Can we ever truly know and help another, without first understanding and loving ourselves, accepting our imperfections? The personal wrestle raised by this question ties itself around Safe From Me, the debut album from London based Laura Fell.
The fact that Fell is a psychotherapist provides fertile ground for music writers; a chance to pour over liner notes and lyrics to extract profound statements and guidance. But Safe From Me is far from a self-help manual, it is a deep dive inwards. Fell attempts to chip away at the mortar of the walls we build around ourselves, crafting a personal reflection in the hope of finding understanding
Unpacking the often difficult elements of her own life and applying the same advice to herself that she gives to others Fell accepts that there are no quick answers, but indeterminate journeys to realisations that may allow you to know yourself that little bit better. The seriousness with which she has approached this self-analysis is evident in the pristine curation of the eight tracks that make up Safe From Me.

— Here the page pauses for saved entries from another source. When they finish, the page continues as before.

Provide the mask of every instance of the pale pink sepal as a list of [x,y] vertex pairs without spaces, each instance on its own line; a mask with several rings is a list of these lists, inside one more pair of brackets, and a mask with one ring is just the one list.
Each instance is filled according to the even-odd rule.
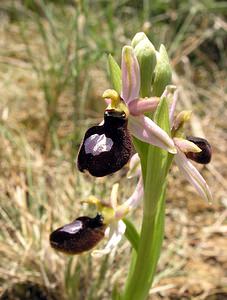
[[110,253],[120,243],[126,230],[125,223],[123,221],[113,222],[109,227],[109,241],[106,246],[100,250],[92,251],[91,255],[94,257],[102,257]]
[[173,126],[174,113],[175,113],[177,102],[178,102],[178,95],[179,95],[178,90],[175,90],[173,93],[173,102],[170,105],[170,109],[169,109],[169,122],[170,122],[171,128]]
[[172,154],[177,153],[173,140],[169,135],[148,117],[143,115],[131,116],[129,129],[141,141],[160,147]]
[[196,188],[199,195],[203,199],[211,203],[213,198],[205,179],[193,166],[193,164],[187,159],[185,154],[178,151],[175,155],[175,161],[178,165],[179,170],[182,172],[185,178]]
[[190,142],[181,138],[173,138],[174,144],[180,149],[181,152],[188,153],[194,152],[199,153],[202,150],[193,142]]
[[122,205],[118,206],[115,212],[115,218],[122,219],[131,210],[135,209],[143,198],[143,195],[143,179],[142,176],[140,176],[133,194]]
[[127,173],[127,178],[133,178],[141,175],[141,164],[139,154],[135,153],[129,162],[129,170]]
[[142,198],[143,198],[143,179],[142,176],[140,176],[133,194],[128,198],[127,201],[125,201],[123,205],[128,207],[130,210],[134,209],[138,206]]
[[122,49],[121,60],[122,71],[122,99],[128,104],[130,101],[139,98],[140,91],[140,68],[138,60],[130,46]]
[[152,97],[152,98],[141,99],[141,100],[135,99],[129,103],[128,109],[131,115],[139,116],[141,114],[144,114],[145,112],[155,111],[159,101],[160,100],[158,97]]

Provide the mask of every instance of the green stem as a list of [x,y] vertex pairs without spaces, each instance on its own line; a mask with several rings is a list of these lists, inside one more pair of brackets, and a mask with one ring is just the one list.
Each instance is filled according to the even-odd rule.
[[[159,156],[162,150],[150,147],[148,156]],[[166,157],[165,157],[166,158]],[[143,223],[133,274],[127,282],[124,300],[146,299],[151,287],[164,234],[165,190],[166,190],[166,159],[149,159],[160,167],[159,174],[147,172],[144,194]],[[151,166],[152,167],[152,166]],[[152,169],[152,168],[151,168]],[[156,177],[156,179],[155,179]]]

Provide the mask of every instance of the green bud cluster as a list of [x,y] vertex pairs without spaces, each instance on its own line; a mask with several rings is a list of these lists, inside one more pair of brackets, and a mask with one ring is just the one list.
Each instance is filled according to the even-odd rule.
[[172,78],[165,47],[161,45],[157,51],[144,32],[137,33],[131,45],[140,65],[141,97],[160,97]]

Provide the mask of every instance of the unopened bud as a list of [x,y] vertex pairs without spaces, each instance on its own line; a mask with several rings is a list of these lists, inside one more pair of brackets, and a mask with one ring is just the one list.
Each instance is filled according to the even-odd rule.
[[132,40],[132,46],[135,47],[134,51],[140,65],[140,95],[148,97],[151,95],[151,83],[156,65],[156,51],[143,32],[135,35]]
[[131,45],[133,48],[135,48],[139,44],[139,42],[146,40],[146,39],[148,40],[148,37],[146,36],[146,34],[144,32],[137,32],[137,34],[132,39]]
[[156,58],[152,95],[160,97],[172,79],[172,70],[164,45],[160,46],[159,52],[156,51]]
[[191,118],[192,112],[190,110],[183,110],[181,111],[175,118],[173,123],[173,129],[175,131],[182,128],[184,123],[188,122]]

In unearthing every nuanced detail and surrounding herself with an impeccable host of musicians Fell has ensured a timelessness to her record free from the strict constraints of genre. Very few debuts can boast the luscious layering of Fleet Foxes (“Glad”), the deathly knock of Tom Waits (“Cold”) and the old before their time wisdom of Laura Marling (“Every Time”). It feels like an album made by a lover of albums, where every quiver of cello, coo of saxophone and plink of Rhodes piano has been carefully mapped out.
Fells powerful poetry exudes the same meticulousness. Walking along the dimly lit alleyways of “Cold,” fighting past thuds of double bass and clatters of percussion, she pleas for acceptance of her worst traits, as she is swallowed up in a gothic Victorian landscape (“Be warm to me / When I am cold.”)
The album’s closer “I Didn’t Mean To” emerges from subtly plucked bass strings and a ghostly vocal line to read like a tale of two lovers existing together but orbiting a different sun. Despite stiving and struggling to be as one on the same plain Fell understands that we can only ever truly know ourselves, and mourns the inevitable distance that can stalk relationships as a result (“And did I make you feel alone? / I didn’t mean to.”)
At times reminiscent of Vera Sola’s debut Shades, Safe From Me feels as if it has been picked up and dropped from another space and time, soothingly familiar but packed with an alien excitement. The album as a whole can be as heavy as you let it be and despite being devastatingly direct it never gets bogged down. For every darkened moment of late-night dread there is a jovial springtime two-step to follow. Ultimately Safe From Me is an understated masterclass in alternative folk, and deserves to become more than just a hidden gem.